Her heart plummeted. “No, I didn’t know that.”

“You were the only lucky one, Maggie. You got Frank Colleran, and everyone was green about it. And Logan—well, he just never looked at me at all.”

“I’m so sorry, Annie.”

“Can’t make a man love where he doesn’t want to, Maggie. But there is a place to get it when you need it. It works both ways in that respect, you know? It doesn’t scare me. When a man needs enough, he doesn’t care what his woman looks like. And when she wants enough, she doesn’t have to be in love.”

“No,” Maggie whispered, “she doesn’t.”

“So I’ll be all right, Maggie.
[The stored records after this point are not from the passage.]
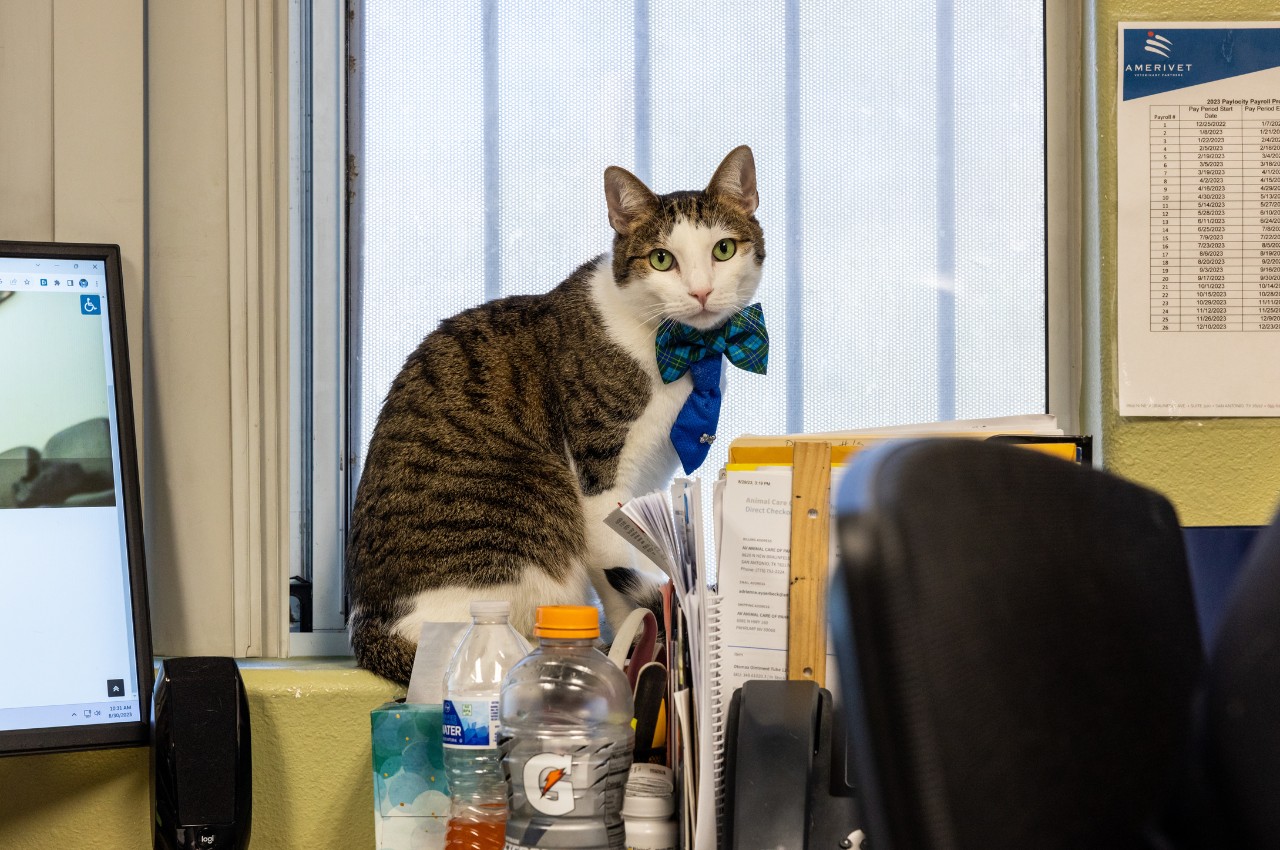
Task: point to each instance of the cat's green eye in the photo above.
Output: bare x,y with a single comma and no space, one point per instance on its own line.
661,259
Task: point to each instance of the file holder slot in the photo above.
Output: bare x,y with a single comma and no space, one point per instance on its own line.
810,561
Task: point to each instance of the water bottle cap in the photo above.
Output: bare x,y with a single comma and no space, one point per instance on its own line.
567,621
489,607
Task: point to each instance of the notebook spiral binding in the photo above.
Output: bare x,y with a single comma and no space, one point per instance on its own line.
718,707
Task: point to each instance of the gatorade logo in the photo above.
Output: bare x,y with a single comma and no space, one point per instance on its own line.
547,782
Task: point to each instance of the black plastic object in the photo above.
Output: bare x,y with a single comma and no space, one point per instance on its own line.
1018,649
202,777
785,771
1242,714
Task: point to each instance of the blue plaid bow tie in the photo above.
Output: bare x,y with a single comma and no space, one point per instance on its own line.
682,348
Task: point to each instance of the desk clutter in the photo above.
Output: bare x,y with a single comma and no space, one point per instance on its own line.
705,726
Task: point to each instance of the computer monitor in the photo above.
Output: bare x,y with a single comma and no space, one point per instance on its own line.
76,661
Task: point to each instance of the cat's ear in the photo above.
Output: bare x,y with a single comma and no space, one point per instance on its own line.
627,197
735,181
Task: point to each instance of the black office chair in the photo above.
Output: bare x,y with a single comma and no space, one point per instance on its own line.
1018,649
1240,731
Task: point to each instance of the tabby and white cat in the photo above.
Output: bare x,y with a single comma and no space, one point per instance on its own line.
519,425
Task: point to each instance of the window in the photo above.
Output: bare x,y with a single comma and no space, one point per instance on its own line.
901,163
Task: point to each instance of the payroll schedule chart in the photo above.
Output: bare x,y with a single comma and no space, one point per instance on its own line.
1215,219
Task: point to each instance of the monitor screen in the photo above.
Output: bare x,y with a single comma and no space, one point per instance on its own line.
76,662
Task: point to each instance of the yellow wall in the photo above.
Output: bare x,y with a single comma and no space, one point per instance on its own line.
312,772
1216,471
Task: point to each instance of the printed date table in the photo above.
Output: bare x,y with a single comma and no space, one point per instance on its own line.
1215,218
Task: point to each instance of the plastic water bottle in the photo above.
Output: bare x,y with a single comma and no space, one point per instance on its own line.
566,737
472,684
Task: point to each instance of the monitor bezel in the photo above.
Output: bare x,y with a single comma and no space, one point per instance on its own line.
64,739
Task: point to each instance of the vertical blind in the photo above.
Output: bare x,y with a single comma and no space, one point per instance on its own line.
900,165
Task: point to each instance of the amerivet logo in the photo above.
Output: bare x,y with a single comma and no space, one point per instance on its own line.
1162,48
1159,44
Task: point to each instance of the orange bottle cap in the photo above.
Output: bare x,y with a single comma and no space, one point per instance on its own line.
567,621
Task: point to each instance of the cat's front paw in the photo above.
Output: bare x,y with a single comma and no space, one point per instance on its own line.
639,589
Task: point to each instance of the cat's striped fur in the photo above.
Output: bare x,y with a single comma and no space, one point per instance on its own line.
517,425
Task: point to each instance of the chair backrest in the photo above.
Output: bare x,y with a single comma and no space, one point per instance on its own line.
1240,732
1018,648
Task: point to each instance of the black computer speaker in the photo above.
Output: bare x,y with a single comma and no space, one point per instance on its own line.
202,775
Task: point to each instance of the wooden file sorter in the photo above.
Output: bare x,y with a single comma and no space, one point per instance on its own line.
810,561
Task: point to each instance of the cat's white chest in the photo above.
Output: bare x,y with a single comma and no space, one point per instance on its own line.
648,460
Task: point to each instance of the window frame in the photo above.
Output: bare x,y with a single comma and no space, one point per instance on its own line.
325,195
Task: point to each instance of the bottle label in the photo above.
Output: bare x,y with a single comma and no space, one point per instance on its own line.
470,723
556,781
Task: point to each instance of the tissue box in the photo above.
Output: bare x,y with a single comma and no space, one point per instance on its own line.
411,795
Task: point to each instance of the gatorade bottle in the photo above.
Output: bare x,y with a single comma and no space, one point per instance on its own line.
566,737
489,649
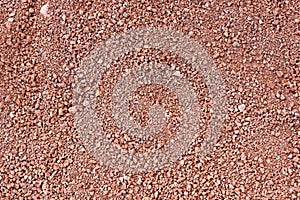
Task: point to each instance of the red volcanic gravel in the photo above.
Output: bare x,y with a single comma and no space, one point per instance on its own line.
253,44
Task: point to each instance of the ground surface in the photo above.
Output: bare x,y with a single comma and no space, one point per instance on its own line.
254,45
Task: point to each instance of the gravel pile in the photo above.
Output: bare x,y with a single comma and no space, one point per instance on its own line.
246,149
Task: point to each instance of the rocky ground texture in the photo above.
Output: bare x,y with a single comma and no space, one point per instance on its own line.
255,46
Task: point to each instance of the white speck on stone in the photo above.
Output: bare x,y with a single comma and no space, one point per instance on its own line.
242,107
177,73
44,10
235,44
11,115
85,103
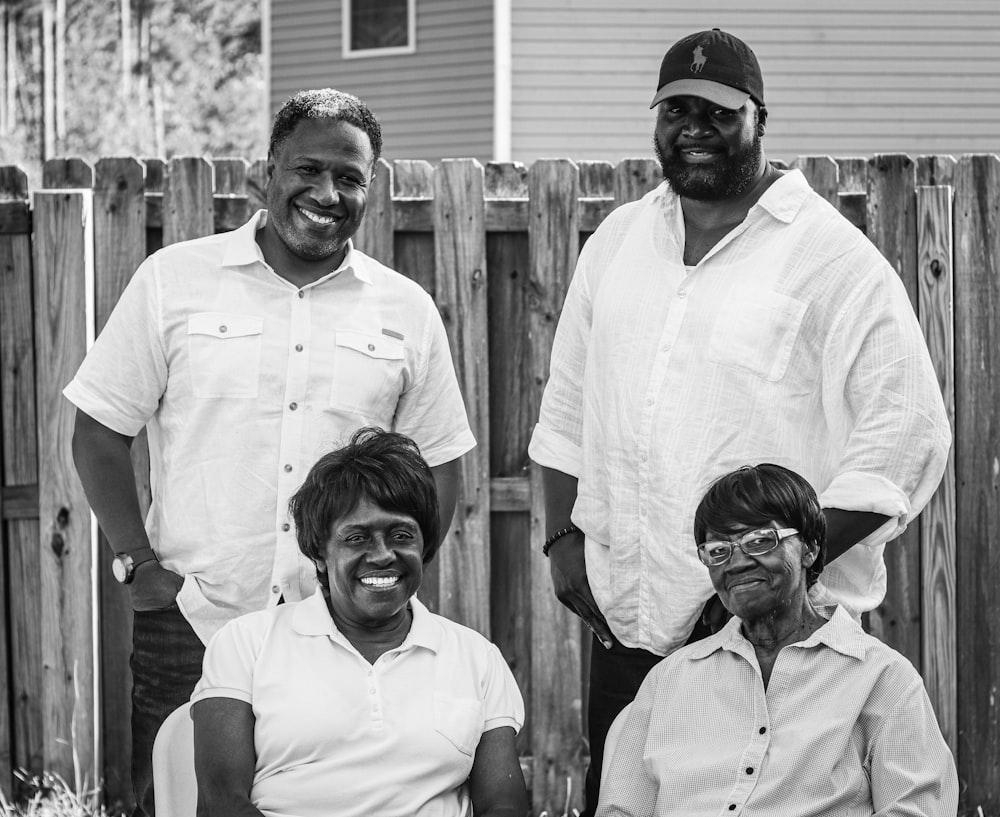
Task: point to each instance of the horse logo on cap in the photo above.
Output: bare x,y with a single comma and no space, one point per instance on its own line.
699,60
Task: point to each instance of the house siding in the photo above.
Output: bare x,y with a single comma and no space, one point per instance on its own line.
432,104
861,78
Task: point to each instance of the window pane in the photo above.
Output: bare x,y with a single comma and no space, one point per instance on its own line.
379,24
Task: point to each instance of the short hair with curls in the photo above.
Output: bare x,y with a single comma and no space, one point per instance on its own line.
758,494
324,103
382,467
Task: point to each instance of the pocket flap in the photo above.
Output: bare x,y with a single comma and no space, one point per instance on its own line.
224,324
378,346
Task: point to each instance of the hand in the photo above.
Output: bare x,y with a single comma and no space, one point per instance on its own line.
714,614
569,580
153,587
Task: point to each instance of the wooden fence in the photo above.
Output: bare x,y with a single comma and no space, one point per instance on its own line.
490,244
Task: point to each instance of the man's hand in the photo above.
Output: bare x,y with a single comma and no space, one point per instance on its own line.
153,587
569,580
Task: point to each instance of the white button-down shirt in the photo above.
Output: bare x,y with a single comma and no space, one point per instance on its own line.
792,341
245,381
334,734
844,729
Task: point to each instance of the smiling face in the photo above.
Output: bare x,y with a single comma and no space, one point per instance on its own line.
316,194
373,560
707,152
770,585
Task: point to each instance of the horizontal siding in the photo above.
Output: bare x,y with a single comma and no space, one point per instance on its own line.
435,103
866,76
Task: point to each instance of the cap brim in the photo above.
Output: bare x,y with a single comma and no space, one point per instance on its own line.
724,95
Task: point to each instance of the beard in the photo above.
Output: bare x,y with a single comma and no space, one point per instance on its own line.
726,178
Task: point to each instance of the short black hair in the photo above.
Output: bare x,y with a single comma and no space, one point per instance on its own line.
381,466
756,495
324,103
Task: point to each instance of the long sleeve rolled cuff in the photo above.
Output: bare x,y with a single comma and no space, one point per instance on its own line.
551,450
858,491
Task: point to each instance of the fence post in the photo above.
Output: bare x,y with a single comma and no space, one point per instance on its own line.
20,476
977,475
556,700
119,247
460,268
892,228
937,528
63,265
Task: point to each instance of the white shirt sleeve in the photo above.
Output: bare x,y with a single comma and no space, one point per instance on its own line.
124,375
432,411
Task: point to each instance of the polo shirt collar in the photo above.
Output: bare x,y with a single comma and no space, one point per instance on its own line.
242,249
841,633
311,617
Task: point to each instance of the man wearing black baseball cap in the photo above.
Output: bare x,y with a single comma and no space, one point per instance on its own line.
730,316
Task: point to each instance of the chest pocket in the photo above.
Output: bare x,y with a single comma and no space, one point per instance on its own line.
367,374
756,331
224,353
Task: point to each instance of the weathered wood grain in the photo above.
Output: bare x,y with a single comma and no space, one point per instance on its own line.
188,206
822,174
937,521
556,698
460,265
20,470
376,235
892,228
119,248
63,259
977,476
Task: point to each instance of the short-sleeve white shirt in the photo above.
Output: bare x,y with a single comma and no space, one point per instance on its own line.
334,734
245,380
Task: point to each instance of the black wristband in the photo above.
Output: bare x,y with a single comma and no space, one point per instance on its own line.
555,537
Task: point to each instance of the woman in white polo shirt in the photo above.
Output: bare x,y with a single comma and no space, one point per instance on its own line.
358,700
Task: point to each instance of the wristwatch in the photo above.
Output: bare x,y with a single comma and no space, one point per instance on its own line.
124,564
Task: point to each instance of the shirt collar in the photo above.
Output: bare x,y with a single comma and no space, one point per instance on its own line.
782,200
841,633
242,249
311,617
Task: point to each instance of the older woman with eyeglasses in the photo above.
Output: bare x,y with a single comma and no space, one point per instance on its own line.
789,710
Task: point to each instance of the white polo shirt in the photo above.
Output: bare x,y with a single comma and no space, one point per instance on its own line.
335,734
245,380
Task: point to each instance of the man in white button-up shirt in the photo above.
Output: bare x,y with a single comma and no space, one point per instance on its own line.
731,316
247,355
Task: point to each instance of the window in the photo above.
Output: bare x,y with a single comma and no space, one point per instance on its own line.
378,27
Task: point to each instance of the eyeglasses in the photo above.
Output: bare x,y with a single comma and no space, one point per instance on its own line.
754,543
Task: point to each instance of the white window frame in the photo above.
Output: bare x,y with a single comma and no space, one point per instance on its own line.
411,35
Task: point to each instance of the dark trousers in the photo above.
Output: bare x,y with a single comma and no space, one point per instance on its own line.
166,664
615,678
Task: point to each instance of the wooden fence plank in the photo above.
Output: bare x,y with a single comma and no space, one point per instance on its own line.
188,206
634,178
892,228
936,170
63,258
822,174
937,527
556,699
511,422
977,476
20,469
376,235
460,265
67,173
119,248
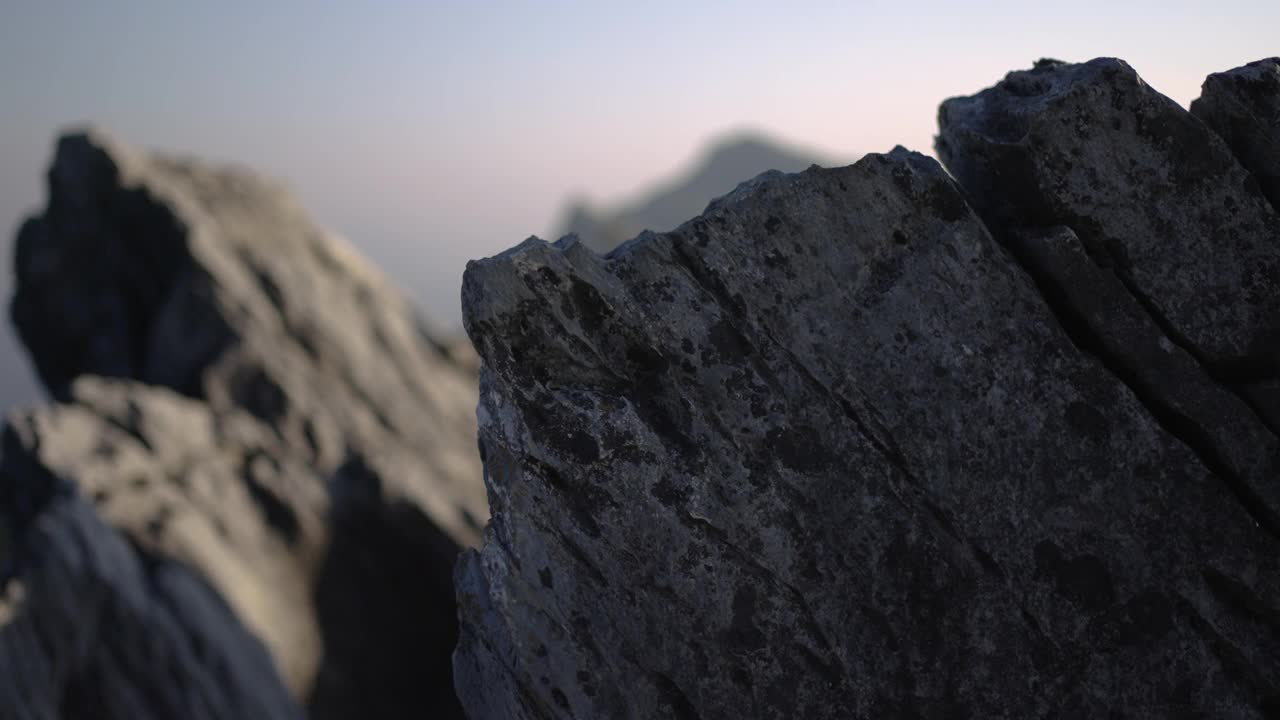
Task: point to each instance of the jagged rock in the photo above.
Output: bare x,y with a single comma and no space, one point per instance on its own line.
1243,106
242,396
831,451
95,628
1155,242
726,163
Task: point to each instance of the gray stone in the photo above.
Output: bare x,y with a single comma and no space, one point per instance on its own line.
1243,106
1150,191
243,400
94,628
828,451
726,163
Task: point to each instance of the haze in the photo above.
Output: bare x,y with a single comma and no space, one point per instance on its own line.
434,132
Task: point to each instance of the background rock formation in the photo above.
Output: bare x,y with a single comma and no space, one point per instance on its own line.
246,405
845,446
727,163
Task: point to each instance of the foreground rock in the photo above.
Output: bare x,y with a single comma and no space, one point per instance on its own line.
832,450
242,397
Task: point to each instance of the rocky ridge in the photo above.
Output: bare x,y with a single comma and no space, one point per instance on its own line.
886,441
257,469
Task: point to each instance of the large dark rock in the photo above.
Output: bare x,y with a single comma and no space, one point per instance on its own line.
1243,106
726,163
241,396
835,450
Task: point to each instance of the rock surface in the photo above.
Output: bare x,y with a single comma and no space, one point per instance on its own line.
245,404
1243,106
835,449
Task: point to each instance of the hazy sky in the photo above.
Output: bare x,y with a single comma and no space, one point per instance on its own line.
434,132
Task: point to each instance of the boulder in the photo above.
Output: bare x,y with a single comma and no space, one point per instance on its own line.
238,395
1151,241
833,450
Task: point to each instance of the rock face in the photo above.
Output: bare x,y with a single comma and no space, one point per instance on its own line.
727,163
1243,106
865,442
242,404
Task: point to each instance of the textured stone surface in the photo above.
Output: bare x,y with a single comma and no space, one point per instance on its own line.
95,628
1243,106
240,397
830,450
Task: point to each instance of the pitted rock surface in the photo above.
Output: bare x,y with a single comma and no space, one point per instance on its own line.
1243,106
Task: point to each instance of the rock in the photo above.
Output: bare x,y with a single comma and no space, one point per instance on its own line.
95,628
1243,106
830,450
241,396
726,163
1151,191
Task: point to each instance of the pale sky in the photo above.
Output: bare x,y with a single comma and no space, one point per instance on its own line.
434,132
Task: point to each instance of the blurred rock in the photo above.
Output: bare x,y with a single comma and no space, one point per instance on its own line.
243,397
836,450
1243,106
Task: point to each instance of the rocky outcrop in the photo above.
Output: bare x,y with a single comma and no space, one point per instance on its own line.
1243,106
871,442
247,405
726,163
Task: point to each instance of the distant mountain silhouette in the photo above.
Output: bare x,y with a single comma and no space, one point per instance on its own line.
723,165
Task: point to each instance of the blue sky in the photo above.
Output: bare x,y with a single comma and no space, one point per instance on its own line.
434,132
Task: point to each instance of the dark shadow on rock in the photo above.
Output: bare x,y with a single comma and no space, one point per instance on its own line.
388,568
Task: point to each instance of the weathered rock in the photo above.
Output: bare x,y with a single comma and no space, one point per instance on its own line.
213,282
1152,241
1151,191
241,396
827,451
95,628
1243,106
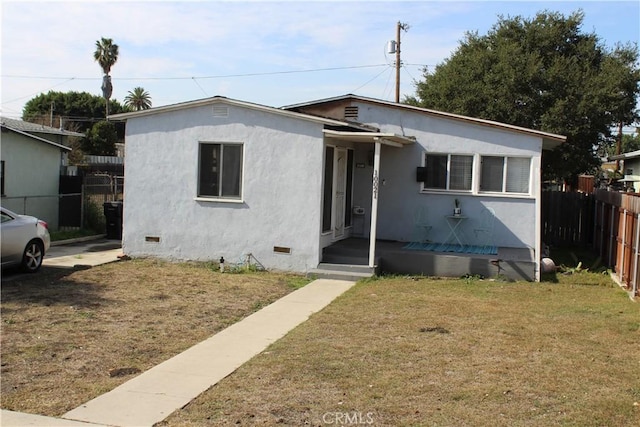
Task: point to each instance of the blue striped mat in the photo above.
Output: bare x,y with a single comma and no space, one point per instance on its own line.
444,247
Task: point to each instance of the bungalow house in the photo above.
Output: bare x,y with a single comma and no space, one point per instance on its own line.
31,157
348,180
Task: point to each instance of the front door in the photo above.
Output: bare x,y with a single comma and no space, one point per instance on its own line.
340,192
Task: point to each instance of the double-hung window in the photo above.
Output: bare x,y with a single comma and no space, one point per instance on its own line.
448,172
220,172
505,174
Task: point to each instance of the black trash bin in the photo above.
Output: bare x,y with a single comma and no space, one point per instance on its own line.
113,217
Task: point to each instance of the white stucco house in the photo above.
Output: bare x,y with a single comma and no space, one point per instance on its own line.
31,159
219,177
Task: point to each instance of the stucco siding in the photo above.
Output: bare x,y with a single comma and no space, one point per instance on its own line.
400,195
281,189
32,176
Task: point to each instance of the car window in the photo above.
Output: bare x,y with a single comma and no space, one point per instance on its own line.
6,217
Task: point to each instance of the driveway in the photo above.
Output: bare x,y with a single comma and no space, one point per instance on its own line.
83,253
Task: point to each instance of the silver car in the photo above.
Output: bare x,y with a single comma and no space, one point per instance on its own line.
24,239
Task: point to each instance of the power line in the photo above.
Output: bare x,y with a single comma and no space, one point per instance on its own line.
220,76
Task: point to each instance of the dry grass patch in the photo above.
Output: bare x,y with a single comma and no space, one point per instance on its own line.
64,332
408,352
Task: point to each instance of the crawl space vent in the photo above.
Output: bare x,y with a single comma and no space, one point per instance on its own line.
351,113
220,111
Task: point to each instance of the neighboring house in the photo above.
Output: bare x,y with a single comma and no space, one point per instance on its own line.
219,178
630,168
31,159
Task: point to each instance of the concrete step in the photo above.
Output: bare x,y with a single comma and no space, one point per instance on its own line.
342,258
356,268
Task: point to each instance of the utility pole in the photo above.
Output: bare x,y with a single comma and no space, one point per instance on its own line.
405,27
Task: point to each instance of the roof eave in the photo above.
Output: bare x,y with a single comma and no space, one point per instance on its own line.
28,135
229,101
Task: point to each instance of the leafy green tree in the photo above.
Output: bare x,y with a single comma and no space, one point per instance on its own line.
542,73
138,99
106,54
101,139
78,111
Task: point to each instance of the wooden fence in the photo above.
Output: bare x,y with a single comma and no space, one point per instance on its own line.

I hope you’ll be all right too.”

She swallowed hard. “ I will.”

But how was she going to be all right now that she knew Annie’s secret, and when she recalled that she had been blithely planning to hand Logan over to her, giving Annie her heart’s desire.

She rode out to the construction site where the supervisor welcomed her cordially. “Sorry to hear the news, ma’am, even if you was down on the train coming through.”

“I appreciate it. Where are they grading out now?”

“They’re down near the Mapes’ property line, ma’am. I’m hoping he’ll sell out; we can bypass a lot of work if we could go straight on through. But I expect you know that.”

“I know all about it,” she said dully. So the Mapes would go, and next was Logan, whose outlying pasture was flat, perfect. And then her, or that pie-in-the-sky detour they had mapped out around Gully Basin.

The work went on, as relentless as an oncoming locomotive. She saw Warfield in the distance, and someone beside him, sketching. She saw the women of the fields, flirting with this man and that. She saw Logan walking away from her, leaving her to the mercy of all of it. She remembered suddenly she had no business here; she had no forum for her observations.

She had instead Mother Colleran and Reese demanding an accounting for every move. “This is insanity, Reese,” she exploded at one point. “I might just as well…” she almost said, be married to you, but his expression was so hopeful.

“When are you going to be leaving?” she asked abruptly.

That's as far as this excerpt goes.